Карина приезжала один раз в неделю, по вторникам. В этот день Закутаров освобождался на два часа раньше и обычно ждал ее в институтской библиотеке, но, томясь, читать не мог и просматривал газеты и журналы или вовсе уходил на набережную и смотрел, как в порту швартуются или, наоборот, уходят в море оледеневшие под зимним ветром грузовые пароходы… Он встречал ее при выходе из института, и они ехали в автобусе, и в автобусной тесноте были прижаты друг к другу, и молча смотрели друг другу в лицо, и он видел, как она беззвучно, одними губами, но ясно и четко артикулирует: «Я тебя хочу». Приехав на место, они, держась за руки, медленно, как бы прогуливаясь и глядя на открывавшуюся отсюда сверху панораму зимнего, иногда засыпанного снегом города и на залив, свинцово-серый под стекавшим с гор северо-западным ветром, шли к дому.
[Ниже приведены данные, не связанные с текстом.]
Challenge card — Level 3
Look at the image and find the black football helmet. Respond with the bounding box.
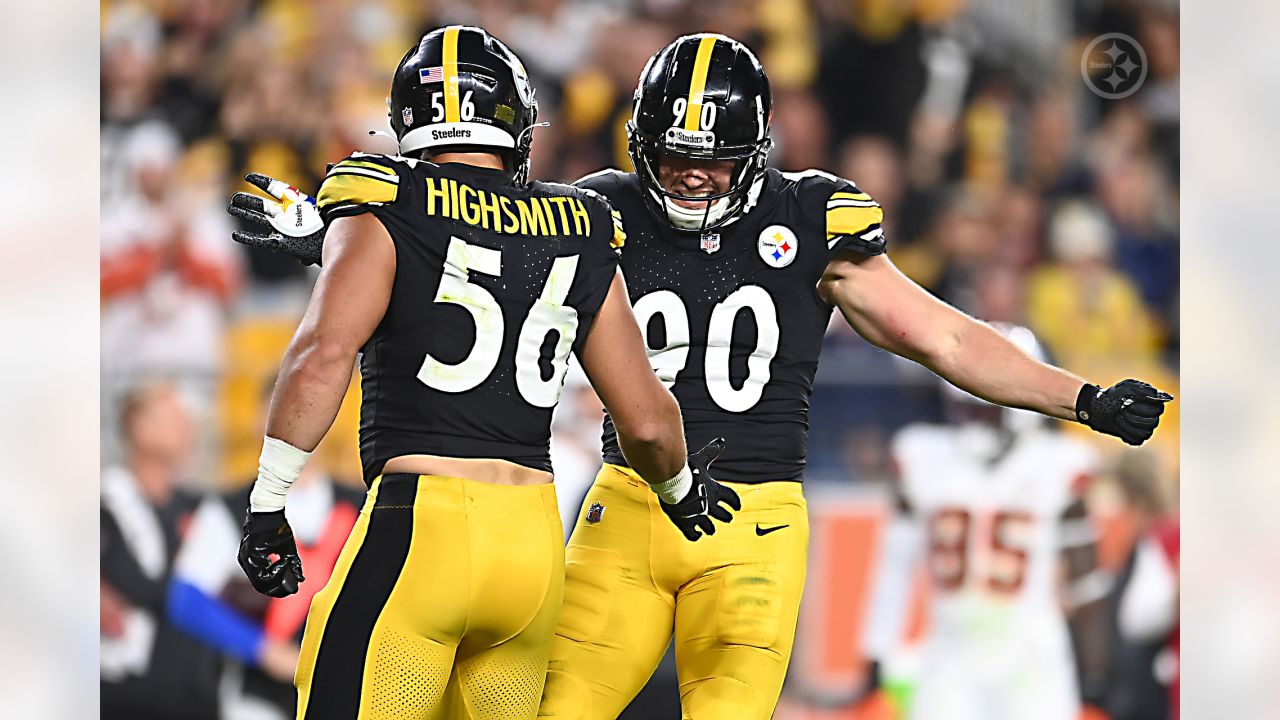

Карина терпеть не могла торопиться. Войдя в мазанку, он первым делом подкидывал угля в печку, и только когда в домишке становилось жарко, она снимала плащ и, вплотную подойдя к нему и погладив его по щеке, говорила всегда одно и то же: «Только, пожалуйста, мы никуда не торопимся…» Компаньон Закутарова по вторникам сидел в библиотеке до закрытия.
Фотографировать ее он начал не сразу. В первый раз она хоть и поехала к нему позировать для портрета, но до съемок дело не дошло. А после уж и вовсе камера с новым объективом и даже заряженная пленкой легла в чемодан до весны.
Карина была его первой совершенно открывшейся ему навстречу и по-настоящему, обстоятельно, неторопливо познанной женщиной (подростковые впечатления от нечастых и стыдливых эпизодов со взрослой соседкой в родном городишке да уже здесь, в Черноморске, несколько неуклюжих безобразий после студенческих выпивок — с замужней сокурсницей, с официанткой из кафе, вообще со случайной подругой — не в счет; трахаться же с проститутками, приходившими на съемку к Кукуре, ему и вообще не приходило в голову: он смотрел на них как на студийный инвентарь). И новый, с каждым свиданием все более и более захватывавший его опыт женской близости совершенно заслонил и память о несчастном Кукуре, и вдруг возникшее таинственное влечение к объективу «Индустар-61-Л/З», и тогда же забрезживший, но вот безрезультатно замкнувшийся на Карине практический интерес к искусству фотографии.